Chiedo Labs - Obligatory Business Stock Photo
So that's how I learned to code, or more generally, how I learned to become a professional problem solver. It really was just taking one day and one problem at a time. After solving loads of difficult problems, you don't feel so afraid when a new one comes. You know from experience that with time, you'll figure this one out, too. Because that's how it always works. Either you'll come across a solution on Stack Overflow, or you'll check your premises, or you'll think of a way to bypass the problem entirely. But one way or another, you will be the badass dev who figures things out. This job keeps you sharp and nimble; it keeps you on your toes for sure.

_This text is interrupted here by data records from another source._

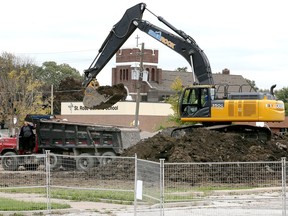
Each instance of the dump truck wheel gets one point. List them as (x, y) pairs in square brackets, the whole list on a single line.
[(107, 157), (84, 162), (9, 161)]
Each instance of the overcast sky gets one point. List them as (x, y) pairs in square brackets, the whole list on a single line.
[(250, 37)]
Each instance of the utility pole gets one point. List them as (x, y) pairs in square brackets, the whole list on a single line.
[(52, 96), (138, 85)]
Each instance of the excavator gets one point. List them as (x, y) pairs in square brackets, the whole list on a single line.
[(200, 102)]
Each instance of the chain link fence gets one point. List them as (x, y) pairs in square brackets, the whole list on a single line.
[(150, 188)]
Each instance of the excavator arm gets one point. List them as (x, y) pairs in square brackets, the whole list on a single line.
[(101, 97)]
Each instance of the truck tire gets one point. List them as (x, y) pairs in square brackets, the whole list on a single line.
[(9, 161), (55, 161), (85, 162), (107, 157)]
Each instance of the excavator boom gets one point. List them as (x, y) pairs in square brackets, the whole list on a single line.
[(121, 31)]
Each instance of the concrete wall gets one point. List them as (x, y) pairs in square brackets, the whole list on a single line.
[(151, 115)]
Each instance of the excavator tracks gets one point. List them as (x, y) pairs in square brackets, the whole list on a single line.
[(245, 131)]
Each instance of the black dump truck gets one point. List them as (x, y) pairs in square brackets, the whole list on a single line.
[(65, 139)]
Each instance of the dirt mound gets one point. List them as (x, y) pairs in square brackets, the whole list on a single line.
[(203, 145)]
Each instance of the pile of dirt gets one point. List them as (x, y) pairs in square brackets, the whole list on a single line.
[(202, 145)]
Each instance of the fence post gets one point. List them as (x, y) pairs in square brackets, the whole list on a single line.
[(48, 192), (283, 161), (162, 187), (135, 186)]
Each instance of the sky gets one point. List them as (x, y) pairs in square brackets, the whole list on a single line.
[(249, 37)]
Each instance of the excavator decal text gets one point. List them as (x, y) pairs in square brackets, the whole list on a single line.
[(162, 39)]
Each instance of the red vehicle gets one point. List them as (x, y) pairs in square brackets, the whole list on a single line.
[(7, 143)]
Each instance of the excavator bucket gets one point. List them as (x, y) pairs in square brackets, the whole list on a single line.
[(102, 97)]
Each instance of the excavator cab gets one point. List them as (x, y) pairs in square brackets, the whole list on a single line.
[(195, 101)]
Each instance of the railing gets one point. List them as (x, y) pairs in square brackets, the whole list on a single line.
[(146, 187)]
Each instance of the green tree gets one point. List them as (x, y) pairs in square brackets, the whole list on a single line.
[(20, 94), (52, 74)]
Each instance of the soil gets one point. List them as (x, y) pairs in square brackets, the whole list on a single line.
[(202, 145)]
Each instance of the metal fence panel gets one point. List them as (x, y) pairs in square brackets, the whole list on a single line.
[(230, 188), (23, 183)]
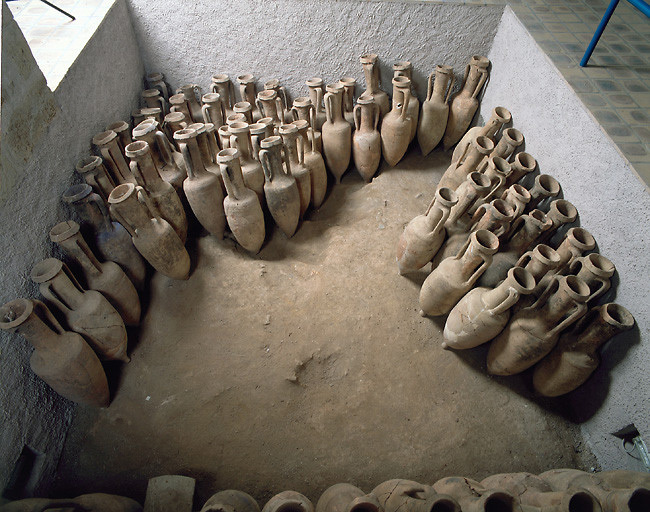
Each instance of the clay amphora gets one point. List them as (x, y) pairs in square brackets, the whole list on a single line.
[(435, 109), (95, 174), (242, 206), (465, 103), (473, 497), (457, 172), (314, 162), (575, 357), (169, 162), (213, 110), (407, 495), (298, 169), (280, 188), (85, 311), (152, 235), (106, 277), (366, 141), (371, 74), (423, 236), (108, 145), (483, 313), (221, 84), (289, 501), (338, 498), (162, 194), (456, 275), (231, 501), (533, 331), (337, 133), (397, 124), (523, 234), (316, 93), (304, 110), (202, 188), (240, 139), (112, 241), (61, 358), (544, 187), (522, 165)]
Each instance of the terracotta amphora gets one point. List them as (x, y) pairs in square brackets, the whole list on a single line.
[(595, 270), (316, 93), (456, 275), (231, 501), (240, 139), (483, 313), (407, 495), (349, 85), (396, 124), (156, 80), (366, 141), (112, 241), (297, 167), (152, 235), (304, 110), (336, 132), (169, 162), (213, 109), (242, 206), (533, 331), (106, 277), (371, 73), (405, 69), (545, 187), (202, 188), (85, 311), (108, 145), (280, 188), (523, 234), (522, 164), (498, 118), (535, 494), (61, 358), (465, 103), (313, 160), (162, 194), (289, 501), (95, 174), (423, 236), (457, 172), (435, 109), (575, 357), (222, 85), (634, 496), (473, 497)]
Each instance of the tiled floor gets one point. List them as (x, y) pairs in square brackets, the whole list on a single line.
[(56, 40)]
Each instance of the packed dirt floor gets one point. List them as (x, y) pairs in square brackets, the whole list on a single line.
[(308, 364)]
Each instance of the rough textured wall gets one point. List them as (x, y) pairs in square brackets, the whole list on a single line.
[(43, 134), (295, 40), (614, 206)]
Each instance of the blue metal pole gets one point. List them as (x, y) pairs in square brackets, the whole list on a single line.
[(599, 32)]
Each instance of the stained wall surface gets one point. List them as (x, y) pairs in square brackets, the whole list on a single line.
[(43, 134), (295, 40), (614, 205)]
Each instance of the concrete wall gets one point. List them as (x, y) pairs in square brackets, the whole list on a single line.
[(44, 133), (295, 40), (614, 205)]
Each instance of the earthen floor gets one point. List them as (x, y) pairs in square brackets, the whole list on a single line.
[(308, 365)]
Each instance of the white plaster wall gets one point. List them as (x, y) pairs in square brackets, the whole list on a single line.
[(44, 133), (293, 40), (614, 206)]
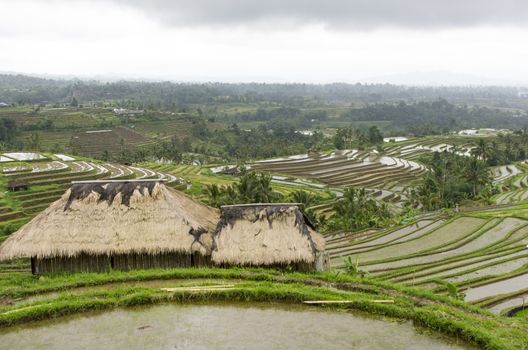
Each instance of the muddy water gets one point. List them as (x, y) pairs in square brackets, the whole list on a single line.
[(223, 326)]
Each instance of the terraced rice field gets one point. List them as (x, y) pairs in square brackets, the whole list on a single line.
[(512, 181), (346, 168), (94, 143), (48, 179), (485, 254)]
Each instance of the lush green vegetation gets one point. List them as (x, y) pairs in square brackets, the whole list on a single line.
[(451, 180), (356, 210), (443, 314)]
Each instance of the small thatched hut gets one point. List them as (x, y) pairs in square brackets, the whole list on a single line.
[(274, 235), (102, 225)]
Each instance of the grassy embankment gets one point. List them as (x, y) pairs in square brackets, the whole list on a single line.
[(68, 294)]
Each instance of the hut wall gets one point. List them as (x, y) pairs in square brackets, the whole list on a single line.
[(80, 263), (123, 262), (150, 261)]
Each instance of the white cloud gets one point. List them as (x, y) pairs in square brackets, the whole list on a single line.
[(106, 38)]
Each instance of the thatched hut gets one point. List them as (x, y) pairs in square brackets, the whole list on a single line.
[(273, 235), (103, 225)]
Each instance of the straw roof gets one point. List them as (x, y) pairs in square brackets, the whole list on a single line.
[(115, 217), (265, 234)]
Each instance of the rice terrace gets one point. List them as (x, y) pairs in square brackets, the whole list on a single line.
[(263, 175)]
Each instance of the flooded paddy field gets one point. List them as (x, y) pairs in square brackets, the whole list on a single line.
[(223, 326)]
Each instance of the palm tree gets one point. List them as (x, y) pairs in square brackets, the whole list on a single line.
[(305, 198), (481, 151)]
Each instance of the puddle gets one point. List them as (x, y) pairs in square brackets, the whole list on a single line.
[(224, 326)]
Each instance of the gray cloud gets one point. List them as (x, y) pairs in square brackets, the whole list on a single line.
[(337, 14)]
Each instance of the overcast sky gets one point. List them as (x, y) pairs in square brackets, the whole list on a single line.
[(399, 41)]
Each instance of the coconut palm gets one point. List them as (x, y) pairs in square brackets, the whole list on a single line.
[(481, 151), (477, 174)]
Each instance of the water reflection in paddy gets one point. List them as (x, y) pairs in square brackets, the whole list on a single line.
[(229, 326)]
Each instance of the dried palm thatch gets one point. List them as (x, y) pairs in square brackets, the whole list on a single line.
[(267, 235), (115, 218)]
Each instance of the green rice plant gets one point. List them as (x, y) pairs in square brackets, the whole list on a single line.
[(352, 267)]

My journey does not end here; I'm a lifelong learner and want to keep growing, especially in the area of game dev. But how about you? Are you interested in getting into software development? My advice would be to learn everywhere you can: YouTube tutorials, Codecademy, Scrimba, Egghead.io, Udemy, whatever you think you need to learn to code, do it. But even more important: apply it. Get a job where you can start applying these skills to real-life scenarios. I know the market is super saturated for junior developers. It's a tough, competitive environment. In the meantime, you can apply your skills by working on coding projects, and building up a portfolio of demos. Create a GitHub profile where you can show off your accomplishments. But lastly, foster a love for learning. Stay curious. Never lose the love for that thrill when your code makes the computer bow to your will. It feels like raw power, and it's a rush of adrenaline.
Go out there, and code the universe. Peace!